Le bateau fait 7mètres cinquante, c’est un Rhéa, beau et rassurant, racé. Fabriqué par une boîte de La Rochelle qui est célèbre pour ses réalisations soignées ; un vrai pêche /promenade confortable et puissant, quille longue, Nanni diesel de 200 cv. Sorti de la marina de Salé, on longe la côte jusqu’à Harhoura, la mer n’est pas mauvaise, houle courte de un mètre, vent assez doux ; quatre pêcheurs dont le capitaine Najib, sympa et compétent ; il faut une petite heure pour être sur le lieu de pêche. On fera une cinquantaine de poissons, essentiellement des sars (dînent-ils à l’huile ?), taille standard, 25/30 cms, un ou deux maquereaux, moi une jolie palomette, pugnace et têtue qui refuse un moment de monter dans le bateau et quelques épineuses bestioles qui figureront bien dans une soupe confectionnée par Fathia sous ma surveillance sourcilleuse et pédagogique  et que nous dégusterons le lendemain, avec rouille et croutons – je m’entraîne toujours pour le championnat des mecs qui écrivent les phrases les plus longues-. Je suis tout heureux de renouer avec la palangrotte et les captures de taille modeste. Tout pour faire une journée idéale et empreinte de camaraderie virile et bavarde, émaillée de réflexions intelligentes sur la fidélité de nos compagnes quand l’un de nous semble prendre plus de poissons que les autres. Las, c’est sans compter sur le bômi ! Sorti du port ça commence, estomac glacé je me demande si le petit dej va pas me faire un retour fulgurant et inopportun, ça se calme à moitié quand je prends l’air lointain et que je me mets dans l’attitude du mec qui scrute l’horizon et qui se demande… ça ne s’arrange pas quand je m’avise de monter une ligne ou d’escher avec un poulpe qui a connu des jours meilleurs et dont les fragrances ne sortent pas de chez CK. L’horreur parfois, l’oubli souvent quand une prise ploie le scion qui tressaute ou se courbe fortement sans secousses selon l’espèce qui vient de se faire piéger. Journée terrible d’alternance de malaise et de pur bonheur ; connement je suis assez fier de moi, j’ai réussi pendant tout ce temps -8 ou9 heures quand même- à cacher mon état à mes compagnons. Il y a quelques années de cela on m’aurait entendu seriner à longueur de temps : putain les mecs j’ai la gerbe ! Oh là ça va pas ! Oh con j’ai le bômi ! Là, pas un mot, les dents serrées, le sourire carnassier du vrai loup de mer, la réflexion pour faire rire toujours prête et le flageolement interne soigneusement camouflé !

C’est pas pour me vanter…

                        Choses vues entre Asilah et Souk El Tnine-autrement nommé Sidi El Yamani-.

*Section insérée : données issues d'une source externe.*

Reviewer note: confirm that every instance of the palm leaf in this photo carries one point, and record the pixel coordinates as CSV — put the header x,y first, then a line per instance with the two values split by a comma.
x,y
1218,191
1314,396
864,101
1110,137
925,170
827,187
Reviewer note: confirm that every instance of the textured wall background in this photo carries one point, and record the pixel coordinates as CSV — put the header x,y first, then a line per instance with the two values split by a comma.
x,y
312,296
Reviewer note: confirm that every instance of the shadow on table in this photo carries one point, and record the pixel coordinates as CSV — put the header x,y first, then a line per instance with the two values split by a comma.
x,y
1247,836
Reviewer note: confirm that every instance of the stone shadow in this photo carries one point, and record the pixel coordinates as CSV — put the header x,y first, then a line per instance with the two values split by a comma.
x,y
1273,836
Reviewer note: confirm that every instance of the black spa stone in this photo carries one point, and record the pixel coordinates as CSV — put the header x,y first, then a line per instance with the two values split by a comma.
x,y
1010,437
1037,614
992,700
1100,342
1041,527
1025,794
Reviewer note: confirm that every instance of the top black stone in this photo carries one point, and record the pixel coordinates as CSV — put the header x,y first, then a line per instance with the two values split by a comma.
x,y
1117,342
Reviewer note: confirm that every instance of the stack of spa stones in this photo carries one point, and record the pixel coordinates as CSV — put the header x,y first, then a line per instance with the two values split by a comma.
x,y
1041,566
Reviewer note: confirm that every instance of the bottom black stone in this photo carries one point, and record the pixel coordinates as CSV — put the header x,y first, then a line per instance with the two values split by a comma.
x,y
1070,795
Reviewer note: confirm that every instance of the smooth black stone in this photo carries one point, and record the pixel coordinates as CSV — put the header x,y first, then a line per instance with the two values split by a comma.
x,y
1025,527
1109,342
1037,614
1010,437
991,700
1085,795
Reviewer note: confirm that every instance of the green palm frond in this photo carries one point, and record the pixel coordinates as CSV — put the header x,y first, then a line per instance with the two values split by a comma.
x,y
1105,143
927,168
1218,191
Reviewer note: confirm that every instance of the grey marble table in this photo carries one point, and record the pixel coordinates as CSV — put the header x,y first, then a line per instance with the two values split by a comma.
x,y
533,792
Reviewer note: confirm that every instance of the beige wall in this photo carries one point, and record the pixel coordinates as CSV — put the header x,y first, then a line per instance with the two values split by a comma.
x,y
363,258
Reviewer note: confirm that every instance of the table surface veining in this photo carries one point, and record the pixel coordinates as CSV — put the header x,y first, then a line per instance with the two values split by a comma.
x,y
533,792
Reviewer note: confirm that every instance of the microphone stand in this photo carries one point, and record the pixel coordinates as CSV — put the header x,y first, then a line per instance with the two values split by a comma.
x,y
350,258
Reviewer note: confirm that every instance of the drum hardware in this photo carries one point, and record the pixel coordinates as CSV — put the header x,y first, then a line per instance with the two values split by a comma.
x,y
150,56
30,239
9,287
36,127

Pour l’instant je loue une petite maison de village à un quart d’heure de la mer. C’est un gros bourg célèbre pour son marché du lundi (Tnine, deuxième jour de la semaine ; il y a quelques années (trente !), j’avais une maison à Souk El Arba, marché du mercredi). Quand on quitte Asilah vers le sud, on peut prendre la nationale, l‘autoroute –drôle d’idée !-,  ou faire un détour par une petite route beldi au charme étonnant, on traverse une zone de collines et de plaines bornée à l’horizon par les dentelles du Rif, je ne m’en lasse pas.                             Ce pays est étonnant, je retrouve intactes des sensations que j’ai connues il y a longtemps et je me laisse surprendre par les changements partout visibles. Au milieu des années 80, une sécheresse mortelle accablait les campagnes, le roi organisait des marches de prières pour demander la pluie. Là, tout est vert, le jaunissement des près commence à peine à s’installer. J’avais quitté un Maroc ou le français était en perte de vitesse, maintenant je dois chercher longtemps pour trouver quelqu’un qui me comprenne, je vais faire des progrès en arabe et en espagnol. Dans la rue, les femmes voilées étaient très rares, peu d’entre elles couvraient leurs cheveux. Aujourd’hui c’est assez fréquent mais c’est largement compensé par l’attitude des jeunes qui se promènent en couple se tenant par la main, les épaules ou la taille ; sur la plage, des filles en bikinis ont parfois la tête couverte ; dans le bled la femme a gardé l’habit berbère traditionnel, robes amples sur pantalon, bottes en caoutchouc et grands chapeaux de pailles. Les bourricots sont partout, surchargés comme toujours, faussement résignés et indifférents aux Hummers qui les dépassent en klaxonnant. En fait ce qui est resté intact, c’est le contraste violent et partout constaté entre du médiéval et de l’ultramoderne.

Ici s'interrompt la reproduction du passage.